Lecture 2: Visualizing Spatial Data (15 Aug 2022)

Two methods for plotting spatial data - either using traditional plot or using the spplot tool. Overview of datasets used in lecture:


Using R’s base plot function for Spatial Data

library(sp)
data(meuse) # loading the meuse river dataset
coordinates(meuse) <- c("x", "y") # Sets up meuse as a SpatialPointsDataFrame object
plot(meuse); title("Points")

Plotting SpatialPolygons

data(meuse.riv)
meuse.lst <- list(Polygons( # Initialize Polygons object with ID = "meuse.riv"
             list(Polygon(meuse.riv)), 
             "meuse.riv"))
meuse.pol <- SpatialPolygons(meuse.lst) # Initialize SpatialPolygons object
plot(meuse.pol, col = "grey")
title("Polygons")

Plotting SpatialPixels

data(meuse.grid)
coordinates(meuse.grid) <- c("x", "y")
meuse.grid <- as(meuse.grid, # Recall we need to use the as() function to cast
              "SpatialPixels") ## as a SpatialPixels object
image(meuse.grid, col = "grey") # Use image to plot gridded data
title("Grid")

Plotting Multiple Elements

First, set up the grid, then add the river as a Polygon, and lastly adding the points where the data was sampled. Now, we can see where the points were sampled in relation to the river.

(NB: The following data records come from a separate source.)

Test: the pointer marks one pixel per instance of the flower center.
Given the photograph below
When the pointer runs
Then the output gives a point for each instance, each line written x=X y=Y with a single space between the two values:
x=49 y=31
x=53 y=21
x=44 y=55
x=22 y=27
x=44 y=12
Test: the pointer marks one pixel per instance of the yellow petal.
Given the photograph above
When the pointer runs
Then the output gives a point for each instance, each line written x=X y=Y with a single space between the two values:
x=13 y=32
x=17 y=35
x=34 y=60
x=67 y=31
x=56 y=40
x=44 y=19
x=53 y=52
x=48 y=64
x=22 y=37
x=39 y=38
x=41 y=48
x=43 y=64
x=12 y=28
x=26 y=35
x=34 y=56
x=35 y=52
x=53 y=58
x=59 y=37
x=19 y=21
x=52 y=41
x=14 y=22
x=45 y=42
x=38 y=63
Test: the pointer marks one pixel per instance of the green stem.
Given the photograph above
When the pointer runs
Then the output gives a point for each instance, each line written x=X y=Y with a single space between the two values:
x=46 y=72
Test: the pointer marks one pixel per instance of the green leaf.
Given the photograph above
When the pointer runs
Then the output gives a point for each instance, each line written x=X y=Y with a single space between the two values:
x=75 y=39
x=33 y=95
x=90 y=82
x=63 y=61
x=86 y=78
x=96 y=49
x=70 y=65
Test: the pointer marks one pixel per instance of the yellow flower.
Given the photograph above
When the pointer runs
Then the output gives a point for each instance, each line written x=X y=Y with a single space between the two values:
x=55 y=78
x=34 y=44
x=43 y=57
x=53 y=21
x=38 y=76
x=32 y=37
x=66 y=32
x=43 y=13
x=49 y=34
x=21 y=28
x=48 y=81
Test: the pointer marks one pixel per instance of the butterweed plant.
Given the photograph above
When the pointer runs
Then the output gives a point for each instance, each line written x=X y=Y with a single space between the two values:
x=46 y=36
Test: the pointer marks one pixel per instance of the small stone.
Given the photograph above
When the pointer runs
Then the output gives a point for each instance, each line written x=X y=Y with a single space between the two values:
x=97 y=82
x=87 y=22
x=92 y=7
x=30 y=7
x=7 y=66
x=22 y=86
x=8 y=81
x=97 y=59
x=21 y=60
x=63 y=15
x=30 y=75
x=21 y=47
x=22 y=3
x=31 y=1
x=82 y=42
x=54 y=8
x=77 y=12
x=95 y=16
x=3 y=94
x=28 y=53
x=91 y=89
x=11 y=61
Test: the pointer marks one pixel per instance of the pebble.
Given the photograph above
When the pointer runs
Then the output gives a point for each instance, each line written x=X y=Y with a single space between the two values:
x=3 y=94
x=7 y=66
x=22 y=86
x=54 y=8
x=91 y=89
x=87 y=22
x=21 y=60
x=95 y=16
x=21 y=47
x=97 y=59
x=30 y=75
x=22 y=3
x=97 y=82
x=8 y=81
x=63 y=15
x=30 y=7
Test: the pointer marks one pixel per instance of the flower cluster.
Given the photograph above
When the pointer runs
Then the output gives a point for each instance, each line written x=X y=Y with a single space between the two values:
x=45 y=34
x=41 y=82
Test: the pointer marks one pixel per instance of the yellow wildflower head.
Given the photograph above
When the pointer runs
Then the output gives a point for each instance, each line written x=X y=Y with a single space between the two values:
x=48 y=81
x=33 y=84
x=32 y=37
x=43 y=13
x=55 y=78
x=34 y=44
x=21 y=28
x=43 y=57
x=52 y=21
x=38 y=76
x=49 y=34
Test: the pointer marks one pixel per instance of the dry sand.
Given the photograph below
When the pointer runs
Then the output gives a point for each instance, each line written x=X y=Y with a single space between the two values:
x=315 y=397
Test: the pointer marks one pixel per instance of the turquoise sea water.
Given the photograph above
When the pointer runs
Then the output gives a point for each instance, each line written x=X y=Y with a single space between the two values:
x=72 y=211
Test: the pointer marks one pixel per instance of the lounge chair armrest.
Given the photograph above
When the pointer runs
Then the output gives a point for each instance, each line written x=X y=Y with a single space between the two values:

image(meuse.grid, col = "khaki2")
plot(meuse.pol, 
     col = "lightsteelblue2", 
     add = TRUE) # To add the plots to the image, set `add = TRUE`
plot(meuse, add = TRUE,  
     col = "brown", cex = .5) # Plot points with scale factor = .5

Useful arguments in plot

Plotting Attributes (Representing Zinc Levels Using Circle Size)

Suppose we want to illustrate zinc concentration on the map - we can use different symbol sizes (or colors) to represent the zinc levels at the 155 locations, with larger symbols for higher levels.

image(meuse.grid, col = "lightgray")
plot(meuse.pol, add = TRUE)
plot(meuse, pch = 1, cex = sqrt(meuse$zinc)/20, add = TRUE)
legVals <- c(100, 200, 500, 1000, 2000)
legend("left", legend=legVals, pch = 1, pt.cex = sqrt(legVals)/20, 
  bty = "n",
  title="measured, ppm", cex=0.8, y.inter=0.9)
title("Measured and interpolated zinc")


Lattice Plots with spplot

  • Using the spplot tool now instead of R default plot function. Suppose we want to visualize levels of all four metals in a single plot, each panel corresponding to one metal type.
  • Illustrate concentration with color using col.regions argument.
  • Note that in standardizing the values, we can visualize the concentrations of metals along the river more clearly. (See standardised plot)

Example: Plot of Raw vs Standardized values for heavy metal concentrations

# Create a color palette with n=7 colors 
library(RColorBrewer)
grys <- brewer.pal(7, "Reds") # Alternatives: Try "Blues", "Greens", "Oranges"

cuts=c(0,20,50,200,500,2000)
print(spplot(meuse,
      c("cadmium", "copper", "lead", "zinc"),
      key.space="right", main = "ppm (Raw)", 
      layout=c(4,1), # layout = c(cols,rows)
      cex = .5, cuts = cuts, col.regions=grys)) # Input color palette in the col.regions argument

# Creating new columns for standardized values in data.frame
# Scale to mean zero and var = 1
meuse$lead.st = as.vector(scale(meuse$lead))
meuse$zinc.st = as.vector(scale(meuse$zinc))
meuse$copper.st = as.vector(scale(meuse$copper))
meuse$cadmium.st = as.vector(scale(meuse$cadmium))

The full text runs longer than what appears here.